Best Buy Cuts Earnings and Same-Store Sales Forecasts – Loses Two Execs

Posted by at 3:03 pm on October 25, 2012

Best Buy has issued a warning that earnings and same-store sales would be less than expected for its third quarter. Compounding the losses, U.S. business president Mike Vitelli will depart the company at the end of the fiscal year with a lump-sum payment of $1.45 million, and the executive vice president of U.S. operations, Tim Sheehan, will leave the company at the end of October.

BB&T Capital Markets analyst Anthony Chukumba believes that “the one thing that Joly does not have is retail experience.

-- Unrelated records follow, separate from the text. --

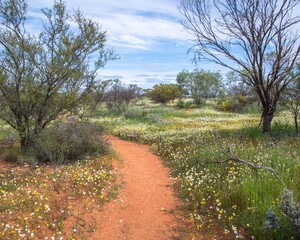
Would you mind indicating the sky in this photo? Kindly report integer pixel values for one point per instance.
(146, 34)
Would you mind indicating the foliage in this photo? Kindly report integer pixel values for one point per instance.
(256, 39)
(44, 202)
(164, 93)
(236, 103)
(200, 84)
(230, 196)
(118, 96)
(70, 141)
(291, 97)
(45, 75)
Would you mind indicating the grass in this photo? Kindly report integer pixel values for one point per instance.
(44, 202)
(230, 196)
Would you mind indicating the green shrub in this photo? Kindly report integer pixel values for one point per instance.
(69, 141)
(237, 103)
(133, 113)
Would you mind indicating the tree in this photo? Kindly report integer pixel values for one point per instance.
(164, 93)
(242, 35)
(118, 95)
(200, 84)
(45, 75)
(291, 97)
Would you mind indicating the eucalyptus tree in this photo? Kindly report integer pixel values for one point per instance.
(45, 74)
(255, 38)
(200, 84)
(291, 96)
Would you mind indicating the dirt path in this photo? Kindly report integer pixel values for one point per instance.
(144, 208)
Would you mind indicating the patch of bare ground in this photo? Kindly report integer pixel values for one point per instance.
(146, 206)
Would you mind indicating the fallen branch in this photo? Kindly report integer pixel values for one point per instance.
(230, 156)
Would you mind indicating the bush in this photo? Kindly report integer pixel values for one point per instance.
(69, 141)
(133, 113)
(185, 104)
(237, 103)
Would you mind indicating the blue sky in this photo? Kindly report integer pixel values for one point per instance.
(147, 35)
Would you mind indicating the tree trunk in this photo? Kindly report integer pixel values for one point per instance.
(267, 117)
(296, 123)
(26, 141)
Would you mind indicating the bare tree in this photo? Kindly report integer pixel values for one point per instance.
(255, 38)
(291, 96)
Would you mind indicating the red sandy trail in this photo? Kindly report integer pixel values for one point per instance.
(142, 210)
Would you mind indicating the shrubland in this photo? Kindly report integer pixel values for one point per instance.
(232, 198)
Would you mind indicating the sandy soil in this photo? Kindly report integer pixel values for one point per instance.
(146, 205)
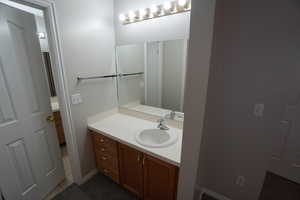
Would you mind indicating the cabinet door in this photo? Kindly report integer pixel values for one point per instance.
(131, 169)
(160, 179)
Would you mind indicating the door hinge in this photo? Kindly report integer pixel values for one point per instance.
(2, 196)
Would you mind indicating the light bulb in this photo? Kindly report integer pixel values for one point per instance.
(122, 17)
(182, 2)
(167, 5)
(142, 13)
(154, 9)
(131, 15)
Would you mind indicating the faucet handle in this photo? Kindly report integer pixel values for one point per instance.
(161, 120)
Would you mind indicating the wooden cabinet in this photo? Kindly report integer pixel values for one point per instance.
(147, 177)
(106, 154)
(160, 179)
(131, 169)
(59, 128)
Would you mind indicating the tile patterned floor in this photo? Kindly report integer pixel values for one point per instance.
(278, 188)
(68, 180)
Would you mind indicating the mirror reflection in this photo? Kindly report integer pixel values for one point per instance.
(152, 76)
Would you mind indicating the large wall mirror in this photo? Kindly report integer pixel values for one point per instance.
(152, 77)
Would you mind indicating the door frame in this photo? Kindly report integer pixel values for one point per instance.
(60, 79)
(196, 84)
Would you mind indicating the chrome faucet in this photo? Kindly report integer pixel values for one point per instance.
(162, 125)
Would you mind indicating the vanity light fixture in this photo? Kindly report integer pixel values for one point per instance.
(182, 2)
(155, 11)
(131, 15)
(167, 6)
(142, 13)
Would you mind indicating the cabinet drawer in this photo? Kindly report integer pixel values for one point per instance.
(113, 175)
(101, 141)
(106, 161)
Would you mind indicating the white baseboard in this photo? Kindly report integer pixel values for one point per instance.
(90, 175)
(210, 193)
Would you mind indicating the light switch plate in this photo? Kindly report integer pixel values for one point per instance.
(76, 99)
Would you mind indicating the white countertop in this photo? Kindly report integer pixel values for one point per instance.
(123, 128)
(161, 112)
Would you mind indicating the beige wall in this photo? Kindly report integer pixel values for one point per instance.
(255, 60)
(87, 36)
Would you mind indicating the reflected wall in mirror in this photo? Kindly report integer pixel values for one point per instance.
(152, 76)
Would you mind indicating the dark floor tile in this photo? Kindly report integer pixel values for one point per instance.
(278, 188)
(100, 187)
(73, 192)
(207, 197)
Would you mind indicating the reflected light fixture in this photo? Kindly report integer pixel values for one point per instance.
(131, 15)
(142, 13)
(182, 2)
(122, 17)
(155, 11)
(167, 5)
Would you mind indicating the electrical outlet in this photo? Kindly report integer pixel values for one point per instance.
(240, 181)
(76, 99)
(259, 110)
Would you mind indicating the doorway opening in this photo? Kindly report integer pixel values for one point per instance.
(49, 137)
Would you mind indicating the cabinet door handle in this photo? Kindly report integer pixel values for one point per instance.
(104, 158)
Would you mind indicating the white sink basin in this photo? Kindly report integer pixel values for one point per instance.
(156, 138)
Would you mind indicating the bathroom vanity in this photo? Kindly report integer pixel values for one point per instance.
(149, 172)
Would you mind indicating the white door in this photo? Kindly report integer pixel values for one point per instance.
(30, 161)
(153, 71)
(285, 159)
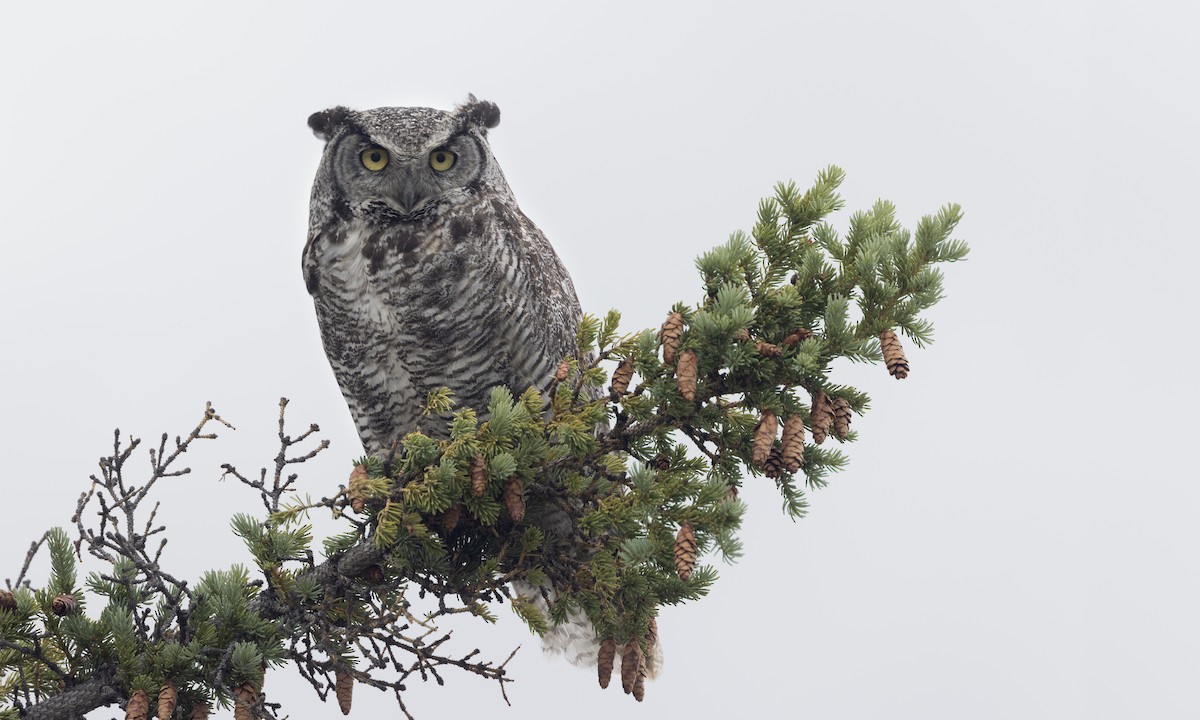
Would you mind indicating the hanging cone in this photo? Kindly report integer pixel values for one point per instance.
(514, 497)
(797, 336)
(630, 665)
(138, 708)
(345, 690)
(768, 351)
(841, 414)
(450, 519)
(774, 466)
(357, 489)
(893, 354)
(792, 447)
(763, 438)
(640, 683)
(64, 604)
(605, 660)
(685, 552)
(685, 375)
(671, 334)
(478, 477)
(167, 699)
(822, 417)
(623, 376)
(245, 697)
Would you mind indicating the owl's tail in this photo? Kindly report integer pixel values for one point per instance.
(575, 637)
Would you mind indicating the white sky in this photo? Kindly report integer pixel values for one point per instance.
(1015, 535)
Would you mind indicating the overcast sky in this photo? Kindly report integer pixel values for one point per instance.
(1017, 533)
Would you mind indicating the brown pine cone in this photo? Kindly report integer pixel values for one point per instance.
(685, 551)
(514, 497)
(797, 336)
(822, 417)
(357, 489)
(768, 351)
(893, 354)
(763, 438)
(64, 604)
(630, 665)
(841, 414)
(605, 659)
(792, 447)
(167, 699)
(671, 334)
(343, 688)
(245, 697)
(640, 683)
(138, 708)
(201, 712)
(774, 466)
(478, 475)
(685, 373)
(623, 376)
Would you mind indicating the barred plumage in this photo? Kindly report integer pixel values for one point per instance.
(425, 274)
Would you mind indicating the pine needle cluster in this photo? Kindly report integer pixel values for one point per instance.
(604, 492)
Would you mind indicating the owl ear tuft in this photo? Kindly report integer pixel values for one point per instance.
(324, 123)
(479, 113)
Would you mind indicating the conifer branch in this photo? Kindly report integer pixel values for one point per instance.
(609, 495)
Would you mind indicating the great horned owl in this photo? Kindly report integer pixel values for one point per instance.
(426, 274)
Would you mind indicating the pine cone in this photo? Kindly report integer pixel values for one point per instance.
(138, 708)
(345, 690)
(797, 336)
(514, 497)
(763, 438)
(841, 414)
(893, 354)
(792, 451)
(685, 375)
(199, 712)
(605, 660)
(623, 376)
(774, 466)
(167, 699)
(245, 697)
(822, 417)
(640, 683)
(478, 477)
(357, 489)
(671, 334)
(450, 519)
(64, 604)
(768, 351)
(630, 665)
(685, 552)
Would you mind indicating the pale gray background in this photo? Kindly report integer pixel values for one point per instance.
(1015, 535)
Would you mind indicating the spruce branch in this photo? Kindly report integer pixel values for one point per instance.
(607, 492)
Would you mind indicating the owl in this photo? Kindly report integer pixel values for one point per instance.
(425, 274)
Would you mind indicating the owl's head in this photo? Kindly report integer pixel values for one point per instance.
(401, 165)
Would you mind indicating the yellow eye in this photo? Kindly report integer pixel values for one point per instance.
(375, 159)
(442, 160)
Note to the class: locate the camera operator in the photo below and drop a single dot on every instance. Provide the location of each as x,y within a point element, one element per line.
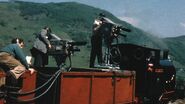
<point>96,41</point>
<point>41,46</point>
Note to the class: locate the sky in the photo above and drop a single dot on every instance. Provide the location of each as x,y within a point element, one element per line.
<point>163,18</point>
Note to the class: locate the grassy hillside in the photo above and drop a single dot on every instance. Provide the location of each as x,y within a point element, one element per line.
<point>177,50</point>
<point>68,20</point>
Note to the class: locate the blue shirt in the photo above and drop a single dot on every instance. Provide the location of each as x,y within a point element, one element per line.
<point>17,52</point>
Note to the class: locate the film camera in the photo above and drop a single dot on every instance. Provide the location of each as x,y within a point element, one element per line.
<point>62,49</point>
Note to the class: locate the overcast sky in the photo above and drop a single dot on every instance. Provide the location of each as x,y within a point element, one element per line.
<point>164,18</point>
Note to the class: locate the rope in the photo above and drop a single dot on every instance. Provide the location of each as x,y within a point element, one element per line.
<point>33,91</point>
<point>33,99</point>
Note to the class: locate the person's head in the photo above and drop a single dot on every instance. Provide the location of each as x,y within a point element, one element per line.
<point>48,29</point>
<point>101,15</point>
<point>18,41</point>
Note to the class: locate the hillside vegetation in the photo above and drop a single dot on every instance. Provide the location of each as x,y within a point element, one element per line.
<point>71,21</point>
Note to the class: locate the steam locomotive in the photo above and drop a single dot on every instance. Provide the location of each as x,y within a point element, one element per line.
<point>155,73</point>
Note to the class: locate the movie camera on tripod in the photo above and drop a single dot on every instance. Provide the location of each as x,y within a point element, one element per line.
<point>63,49</point>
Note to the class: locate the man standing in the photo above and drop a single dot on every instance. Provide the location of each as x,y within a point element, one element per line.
<point>40,47</point>
<point>96,41</point>
<point>14,60</point>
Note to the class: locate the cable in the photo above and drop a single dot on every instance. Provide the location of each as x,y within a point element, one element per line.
<point>33,99</point>
<point>33,91</point>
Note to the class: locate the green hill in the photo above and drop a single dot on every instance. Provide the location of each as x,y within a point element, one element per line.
<point>69,20</point>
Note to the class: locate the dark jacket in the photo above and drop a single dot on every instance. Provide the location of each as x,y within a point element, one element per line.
<point>42,41</point>
<point>17,52</point>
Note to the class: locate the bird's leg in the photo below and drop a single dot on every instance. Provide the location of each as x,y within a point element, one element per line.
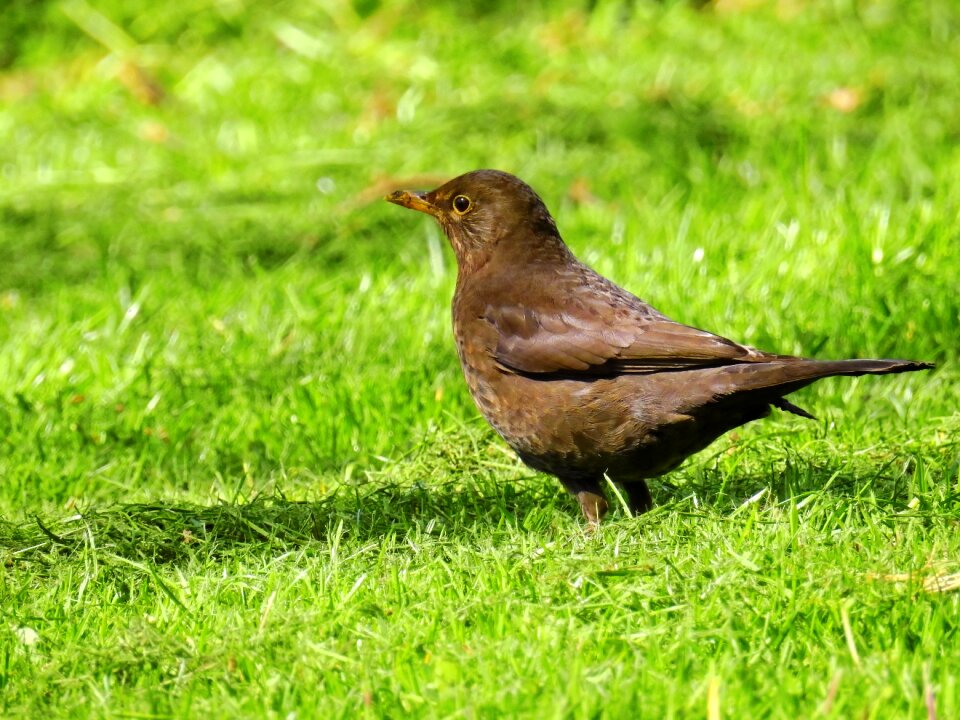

So you would think that he would really kind of lean on Vitelli.” Chukumba added that “you start to wonder, ‘Are the wheels kind of coming off here?'”

Best Buy shares fell to $15.77 in after-hours trading from a $16.92 close at the end of business prior to the announcement on the New York Stock Exchange. The company also said Wednesday that it would hold an investor day on November 1 to discuss Joly’s plans for the future.

Best Buy has commenced a plan to save $800 million by its fiscal 2015 that would see it close 50 of its “big-box” stores during its fiscal 2013, which started at the beginning of March. The retail chain expected these and other cost savings to cut $250 million in 2013 and $300 million in costs just in retail by the 2015 target.

Other focus shifts in an attempt to save money include fewer large-screen televisions stocked, a reduction in the DVD and CD aisles, and an increase on tablets, e-readers, and mobile phones, emphasizing Best Buy’s existing strengths in marketshare over its competitors. The alterations in strategies are an attempt to to lure in customers, reversing a downward trend of store visits. Shoppers today visit Best Buy twice a year on average, rather than 10 times a year as they did a decade ago.